With its stately sails blowing proud against a backdrop of deep blue sky and resting on the greenish blue sea, the HMS Caesar impressively represents this complicated technique while also appearing to embody the lively spirit and history of this great vessel. In the process, a variety of colors and tones ― opaque, transparent or translucent ― are derived from the proportions in which the elements are mixed in order to get amalgams, the composition of which is often a secret. Through the ages, this technique has been well-used in watchmaking and desired by collectors.

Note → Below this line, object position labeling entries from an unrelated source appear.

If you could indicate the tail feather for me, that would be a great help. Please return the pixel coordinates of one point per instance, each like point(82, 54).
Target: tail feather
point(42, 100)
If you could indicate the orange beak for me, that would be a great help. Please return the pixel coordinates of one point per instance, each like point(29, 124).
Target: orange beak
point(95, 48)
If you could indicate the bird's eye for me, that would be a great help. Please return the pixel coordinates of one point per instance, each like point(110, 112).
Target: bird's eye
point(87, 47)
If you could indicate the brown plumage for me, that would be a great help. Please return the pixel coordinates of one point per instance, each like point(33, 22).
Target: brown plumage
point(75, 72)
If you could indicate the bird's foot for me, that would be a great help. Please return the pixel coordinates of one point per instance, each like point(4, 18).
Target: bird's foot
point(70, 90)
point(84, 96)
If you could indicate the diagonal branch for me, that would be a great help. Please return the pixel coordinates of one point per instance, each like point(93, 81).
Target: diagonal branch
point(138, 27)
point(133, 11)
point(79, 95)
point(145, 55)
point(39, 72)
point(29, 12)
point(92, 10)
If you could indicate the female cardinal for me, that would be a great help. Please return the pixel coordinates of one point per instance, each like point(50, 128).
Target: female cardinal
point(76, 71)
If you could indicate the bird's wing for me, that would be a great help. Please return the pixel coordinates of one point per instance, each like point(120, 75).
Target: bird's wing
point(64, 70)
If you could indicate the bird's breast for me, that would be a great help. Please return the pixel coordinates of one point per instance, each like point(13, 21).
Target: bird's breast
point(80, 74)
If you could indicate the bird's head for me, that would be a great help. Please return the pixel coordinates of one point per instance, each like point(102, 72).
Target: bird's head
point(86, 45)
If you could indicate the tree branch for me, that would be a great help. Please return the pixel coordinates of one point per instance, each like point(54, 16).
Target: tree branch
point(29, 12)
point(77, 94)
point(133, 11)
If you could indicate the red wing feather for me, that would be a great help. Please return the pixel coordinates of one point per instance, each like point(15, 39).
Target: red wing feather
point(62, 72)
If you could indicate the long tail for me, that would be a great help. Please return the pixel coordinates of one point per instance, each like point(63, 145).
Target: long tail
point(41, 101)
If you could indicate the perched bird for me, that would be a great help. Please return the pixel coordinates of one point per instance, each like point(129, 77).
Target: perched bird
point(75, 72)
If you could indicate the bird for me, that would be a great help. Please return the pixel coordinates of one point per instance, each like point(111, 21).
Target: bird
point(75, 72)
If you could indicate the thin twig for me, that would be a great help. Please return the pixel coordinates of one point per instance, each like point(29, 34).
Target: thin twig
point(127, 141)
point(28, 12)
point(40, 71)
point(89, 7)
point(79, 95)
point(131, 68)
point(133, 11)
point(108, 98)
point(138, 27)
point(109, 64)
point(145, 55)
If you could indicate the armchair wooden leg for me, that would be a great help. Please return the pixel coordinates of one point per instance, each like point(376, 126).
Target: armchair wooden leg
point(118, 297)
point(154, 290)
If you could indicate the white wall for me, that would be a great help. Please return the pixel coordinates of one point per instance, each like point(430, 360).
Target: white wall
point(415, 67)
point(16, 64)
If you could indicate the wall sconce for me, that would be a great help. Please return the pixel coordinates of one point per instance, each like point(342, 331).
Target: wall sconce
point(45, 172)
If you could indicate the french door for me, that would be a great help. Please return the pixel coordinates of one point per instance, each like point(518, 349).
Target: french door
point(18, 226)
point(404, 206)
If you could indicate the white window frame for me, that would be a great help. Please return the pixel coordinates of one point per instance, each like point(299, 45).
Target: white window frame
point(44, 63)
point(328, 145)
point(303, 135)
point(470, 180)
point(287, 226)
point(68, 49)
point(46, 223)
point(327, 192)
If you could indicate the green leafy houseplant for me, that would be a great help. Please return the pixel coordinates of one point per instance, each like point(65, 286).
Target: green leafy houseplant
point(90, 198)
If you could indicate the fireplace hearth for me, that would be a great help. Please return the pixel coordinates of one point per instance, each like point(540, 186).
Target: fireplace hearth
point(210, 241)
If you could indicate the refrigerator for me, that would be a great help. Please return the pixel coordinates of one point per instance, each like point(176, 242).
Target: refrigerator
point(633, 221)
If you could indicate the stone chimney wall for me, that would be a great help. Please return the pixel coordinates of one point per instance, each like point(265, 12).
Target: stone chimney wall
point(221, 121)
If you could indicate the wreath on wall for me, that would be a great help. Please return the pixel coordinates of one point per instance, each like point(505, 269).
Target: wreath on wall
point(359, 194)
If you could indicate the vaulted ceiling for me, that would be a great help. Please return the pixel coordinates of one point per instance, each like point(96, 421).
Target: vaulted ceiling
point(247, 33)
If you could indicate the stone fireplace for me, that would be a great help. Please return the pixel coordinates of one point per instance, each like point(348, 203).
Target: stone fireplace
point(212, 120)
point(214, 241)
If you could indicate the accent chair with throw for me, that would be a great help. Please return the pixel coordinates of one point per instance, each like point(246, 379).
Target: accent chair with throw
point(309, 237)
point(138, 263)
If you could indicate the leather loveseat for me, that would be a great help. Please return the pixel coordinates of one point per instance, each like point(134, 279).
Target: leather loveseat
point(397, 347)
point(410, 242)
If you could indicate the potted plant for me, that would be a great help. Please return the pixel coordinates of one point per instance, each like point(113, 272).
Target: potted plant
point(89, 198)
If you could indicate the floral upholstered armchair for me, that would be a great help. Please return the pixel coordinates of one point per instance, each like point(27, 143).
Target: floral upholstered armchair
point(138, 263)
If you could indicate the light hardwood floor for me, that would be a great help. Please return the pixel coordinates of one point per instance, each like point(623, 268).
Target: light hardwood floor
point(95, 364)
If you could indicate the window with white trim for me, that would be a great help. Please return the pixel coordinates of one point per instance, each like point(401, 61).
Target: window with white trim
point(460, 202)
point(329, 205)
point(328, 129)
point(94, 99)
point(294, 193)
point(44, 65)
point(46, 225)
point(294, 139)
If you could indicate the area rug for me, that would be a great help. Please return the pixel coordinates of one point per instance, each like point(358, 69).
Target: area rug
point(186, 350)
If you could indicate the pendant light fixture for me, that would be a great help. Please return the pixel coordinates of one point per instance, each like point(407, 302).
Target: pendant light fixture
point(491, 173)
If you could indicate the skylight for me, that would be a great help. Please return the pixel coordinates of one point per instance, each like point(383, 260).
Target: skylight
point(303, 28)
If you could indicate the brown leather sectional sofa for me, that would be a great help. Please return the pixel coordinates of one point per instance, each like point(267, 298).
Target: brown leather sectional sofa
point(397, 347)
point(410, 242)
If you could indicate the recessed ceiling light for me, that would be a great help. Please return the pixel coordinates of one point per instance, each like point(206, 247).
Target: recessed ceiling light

Remarkably, each segment is divided by a gold wire segment that prevents the liquid powdered enamel to flow into other melting chambers. Over 500mm of fine gold wire is needed to make the cloisons, a practice that requires 50 working hours and 26 processes to complete each cloisonné dial. An authentic representation of the skill and creativity of the enameller specialist, the cloisonné technique applied to the HMS Caesar is one of the most refined and intricate artistic disciplines and is mastered by less than a handful of artists.

The HMS Caesar joins other original and exquisite timepieces in Ulysse Nardin’s Cloisonné collection, and is available in a limited edition of 30 pieces each, in 18-karat white or rose gold, and measuring 40 mm in diameter. The self-winding watch is powered by the UN caliber 815 movement that has been COSC Chronometer certified and has a power reserve of 42 hours. Of course, no seafaring timepiece would be worth its salt if it was not water resistant – the awe-inspiring watch is to 50 meters.

The HMS Caesar from Ulysse Nardin stands tall as the ultimate symbol of fine artisan craftsmanship combined with unrivaled mechanical know-how. Undoubtedly, this is a timepiece that is destined to earn its own legendary place in history.